Come ottenere i conferimenti aggiuntivi?

  • In caso di bambini, come già menzionato, l’agevolazione è riconosciuta in automatico attraverso la banca dati anagrafe, garantendo un processo snello e senza oneri aggiuntivi per le famiglie.
  • In tutti gli altri casi, inclusi i pannoloni per anziani o disabili, sarà necessario presentare una richiesta di agevolazione al servizio clienti Hera a partire dal mese di giugno. Per queste situazioni, occorre fare richiesta a Hera, allegando un documento comprovante la necessità di ricorso ai presidi. Tra i documenti accettati vi sono: la bolla di consegna dei presidi timbrata dall’ASL, un certificato del medico di famiglia, un certificato dell’ASL competente recandosi al CUP, un certificato rilasciato da un medico iscritto all’Ordine dei Medici, o una nota dell’ASL o del Comune che attesti il diritto alla consegna dei presidi. Questa documentazione è fondamentale per attestare la reale necessità e garantire che l'agevolazione sia concessa a chi ne ha effettivamente diritto.

Punti di Riferimento per i Cittadini: Hera Vignola e Contatti Utili

Per diffondere nel modo più capillare possibile le informazioni sul passaggio alla Tcp e per supportare i cittadini in questa fase di transizione, le amministrazioni comunali, in collaborazione con Hera, organizzano incontri pubblici e mettono a disposizione sportelli dedicati. L'amministrazione comunale di Savignano, per esempio, ha organizzato un incontro pubblico che si è tenuto in municipio, con sessioni dedicate sia alle utenze non domestiche sia alle famiglie, per affrontare le specifiche esigenze di ciascuna categoria di utenza.

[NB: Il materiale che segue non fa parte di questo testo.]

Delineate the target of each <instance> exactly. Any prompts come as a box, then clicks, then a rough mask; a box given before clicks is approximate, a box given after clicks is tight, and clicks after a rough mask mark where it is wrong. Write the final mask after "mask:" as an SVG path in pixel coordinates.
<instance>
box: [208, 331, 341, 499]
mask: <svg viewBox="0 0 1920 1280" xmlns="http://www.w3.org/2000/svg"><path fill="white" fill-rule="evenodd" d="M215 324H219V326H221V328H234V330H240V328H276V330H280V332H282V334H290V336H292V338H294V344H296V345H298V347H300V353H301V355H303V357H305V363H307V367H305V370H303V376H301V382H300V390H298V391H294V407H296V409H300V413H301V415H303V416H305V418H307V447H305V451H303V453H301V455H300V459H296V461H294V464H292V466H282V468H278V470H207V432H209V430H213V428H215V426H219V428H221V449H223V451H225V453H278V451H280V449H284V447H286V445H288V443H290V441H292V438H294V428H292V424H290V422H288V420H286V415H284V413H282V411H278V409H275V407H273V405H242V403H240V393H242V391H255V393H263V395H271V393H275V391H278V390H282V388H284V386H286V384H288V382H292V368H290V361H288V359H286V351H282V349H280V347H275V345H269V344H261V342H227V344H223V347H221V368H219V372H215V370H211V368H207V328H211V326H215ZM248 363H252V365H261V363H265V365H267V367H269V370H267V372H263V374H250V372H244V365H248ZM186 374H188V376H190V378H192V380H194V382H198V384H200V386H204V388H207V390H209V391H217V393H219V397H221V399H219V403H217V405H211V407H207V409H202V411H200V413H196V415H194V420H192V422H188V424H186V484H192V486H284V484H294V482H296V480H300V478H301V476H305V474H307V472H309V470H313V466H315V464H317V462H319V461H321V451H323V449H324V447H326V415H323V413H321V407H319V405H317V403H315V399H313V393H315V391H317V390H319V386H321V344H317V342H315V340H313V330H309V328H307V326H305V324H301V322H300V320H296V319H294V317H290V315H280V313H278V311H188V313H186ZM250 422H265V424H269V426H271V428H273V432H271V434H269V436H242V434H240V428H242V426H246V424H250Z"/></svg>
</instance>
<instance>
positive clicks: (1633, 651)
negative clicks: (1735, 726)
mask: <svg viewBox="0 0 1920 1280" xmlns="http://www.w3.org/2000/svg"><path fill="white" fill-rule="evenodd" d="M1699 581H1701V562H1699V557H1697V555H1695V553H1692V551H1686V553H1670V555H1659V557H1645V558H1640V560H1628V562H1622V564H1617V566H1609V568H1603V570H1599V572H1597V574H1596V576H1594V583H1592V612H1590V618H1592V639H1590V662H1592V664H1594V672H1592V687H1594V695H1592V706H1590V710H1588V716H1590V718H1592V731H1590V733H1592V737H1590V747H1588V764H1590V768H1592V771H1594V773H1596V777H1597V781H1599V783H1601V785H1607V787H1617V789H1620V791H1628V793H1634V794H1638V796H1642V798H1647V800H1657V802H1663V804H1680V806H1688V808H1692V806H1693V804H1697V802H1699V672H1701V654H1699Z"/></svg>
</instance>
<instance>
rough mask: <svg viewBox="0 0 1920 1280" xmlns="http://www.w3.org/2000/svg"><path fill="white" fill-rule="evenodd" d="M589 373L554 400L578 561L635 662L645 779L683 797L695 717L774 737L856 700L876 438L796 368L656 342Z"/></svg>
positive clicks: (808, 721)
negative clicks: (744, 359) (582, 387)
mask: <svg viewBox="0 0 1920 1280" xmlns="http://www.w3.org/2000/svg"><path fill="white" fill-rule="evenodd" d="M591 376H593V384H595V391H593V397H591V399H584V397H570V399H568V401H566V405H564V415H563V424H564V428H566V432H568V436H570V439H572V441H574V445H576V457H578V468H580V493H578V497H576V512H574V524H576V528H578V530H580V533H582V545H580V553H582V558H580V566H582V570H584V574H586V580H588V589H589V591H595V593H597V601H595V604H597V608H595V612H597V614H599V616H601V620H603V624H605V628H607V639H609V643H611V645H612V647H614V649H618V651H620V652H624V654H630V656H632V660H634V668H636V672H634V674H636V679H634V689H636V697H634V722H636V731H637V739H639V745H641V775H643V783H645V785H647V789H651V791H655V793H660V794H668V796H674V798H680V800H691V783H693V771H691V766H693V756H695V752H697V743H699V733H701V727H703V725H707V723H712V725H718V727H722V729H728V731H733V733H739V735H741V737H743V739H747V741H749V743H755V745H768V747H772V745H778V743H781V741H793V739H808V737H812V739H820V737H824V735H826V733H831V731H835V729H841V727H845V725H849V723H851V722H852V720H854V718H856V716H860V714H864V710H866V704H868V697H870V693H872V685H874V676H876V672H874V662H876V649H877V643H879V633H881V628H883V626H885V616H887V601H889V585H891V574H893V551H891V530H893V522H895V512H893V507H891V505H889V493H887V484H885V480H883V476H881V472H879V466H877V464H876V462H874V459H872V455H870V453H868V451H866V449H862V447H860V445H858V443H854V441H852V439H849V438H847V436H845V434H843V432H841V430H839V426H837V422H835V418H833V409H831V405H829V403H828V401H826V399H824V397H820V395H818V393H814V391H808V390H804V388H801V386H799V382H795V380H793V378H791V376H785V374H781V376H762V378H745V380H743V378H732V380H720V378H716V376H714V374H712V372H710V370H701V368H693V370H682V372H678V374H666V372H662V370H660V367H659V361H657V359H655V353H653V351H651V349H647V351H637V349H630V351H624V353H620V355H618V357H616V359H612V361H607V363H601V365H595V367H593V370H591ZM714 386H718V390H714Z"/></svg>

Un punto di riferimento essenziale per i cittadini del territorio, anche in relazione alle nuove normative sui rifiuti, è lo sportello clienti Hera. In particolare, è possibile ritirare il kit per la raccolta differenziata, che include tutti i contenitori necessari per la corretta separazione dei rifiuti, presso lo sportello clienti Hera di Vignola. Questo sportello si trova in via Caduti sul Lavoro 123 e osserva orari specifici per venire incontro alle esigenze dei cittadini: il lunedì è aperto dalle 8 alle 16, mentre da martedì a sabato l'orario di apertura è dalle 8 alle 13.30. La presenza di un punto fisico come lo sportello di Vignola è fondamentale per fornire assistenza diretta e personalizzata, consentendo ai cittadini di ritirare il materiale necessario e di chiarire ogni dubbio.

Mappa con la posizione dello sportello Hera di Vignola

Per informazioni più generali sui servizi ambientali, per chiarimenti sulla nuova tariffa, per attivare o variare un’utenza, Hera mette a disposizione anche un numero gratuito dedicato: l’800.862.328. Questo servizio telefonico è attivo dal lunedì al venerdì, con orario continuato dalle 8 alle 22, e il sabato dalle 8 alle 18. Il numero verde rappresenta un canale privilegiato per ottenere assistenza e risposte rapide, senza la necessità di recarsi fisicamente presso gli sportelli. Attraverso questi canali, Hera si impegna a garantire una transizione fluida e informata per tutti i cittadini e le imprese coinvolte nel passaggio alla Tariffa corrispettiva puntuale.